Zoe’s mother, Joyce, has spent the day with her Aunt Vera. Now they are sitting together, drinking tea in Vera’s room in the retirement home, watching Who Wants to Be a Millionaire on the television. Vera was a teacher at a girls’ school for most of her working life and watches the program regularly, but in a kind of torment. She disapproves of everything about it: the ignorance of most of the contestants, the fact that it’s on ITV, the fact that the contestants compete for money, the tackily dramatic music, the questions about soap operas and film stars. Really, Joyce supposes, Vera would like the format to be more like a school examination, severe and unsmiling and impersonal, conducted in a kind of religious hush, without commentary. This was the context in which Vera shone, all her life. Among all the pale scribbling girls in an examination room, she would be the one who knew with subdued nervous excitement that she was earning an A. So now she can’t resist being tested. Which South American country has both a Pacific and an Atlantic coast? Tomas Masaryk was president of which Central European country before the Second World War: Hungary, Poland, Romania, or Czechoslovakia? She very often knows the answers to these kinds of questions, even though she is ninety-four and has trouble remembering the names of the girls who look after her every day in the home or the news Joyce has told her about the children and grandchildren.

Vera is tall and craggy with age-spotted hanging jowls and iron-gray hair that in its heaviness escapes in wild-looking strands from where she sticks it up with hairpins behind a sort of velvet Alice band. In honor of their day out, a defiant silver and diamond brooch is pinned onto her bosom, which has so lost shape over the years that now it is simply a fat cushion held in place by her belt. The trip was probably a mistake, Joyce thinks ruefully. They haven’t enjoyed themselves. They went to look for the house they had lived in together more than fifty years ago when Joyce was a child: Vera with her two children and Joyce’s mother, Lil, with her three.
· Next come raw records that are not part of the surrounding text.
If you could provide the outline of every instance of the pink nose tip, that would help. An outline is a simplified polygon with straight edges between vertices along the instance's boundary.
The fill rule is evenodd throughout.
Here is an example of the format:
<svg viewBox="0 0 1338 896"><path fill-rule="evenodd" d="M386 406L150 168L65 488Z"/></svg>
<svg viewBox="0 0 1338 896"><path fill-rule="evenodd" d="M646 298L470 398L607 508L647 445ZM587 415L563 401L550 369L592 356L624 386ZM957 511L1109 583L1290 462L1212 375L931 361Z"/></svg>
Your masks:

The old gray square house was only a few miles outside the city, on the flatlands of the estuary near the bridge (fifty years ago there was no bridge, only a pair of ferries that chugged backward and forward across the water, or a long detour by road, for those who were traveling on westward). At Vera’s ninety-fourth birthday party, after a couple of glasses of fizzy wine, pressing her aunt’s hand with its old cold skin loosened from the bones and improbable arthritis-knobbled knuckles, Joyce had decided it would be wonderful to take her out and go see whether the old house was still standing.

She would never learn.

Her husband refused to take part in the quixotic expedition.

— Didn’t we try and find it once before, years ago, he said, and there was just some big sprawling kind of industrial plant?

— I don’t think so, Joyce said. I don’t think we were ever sure we’d found the right place. The roads had all changed.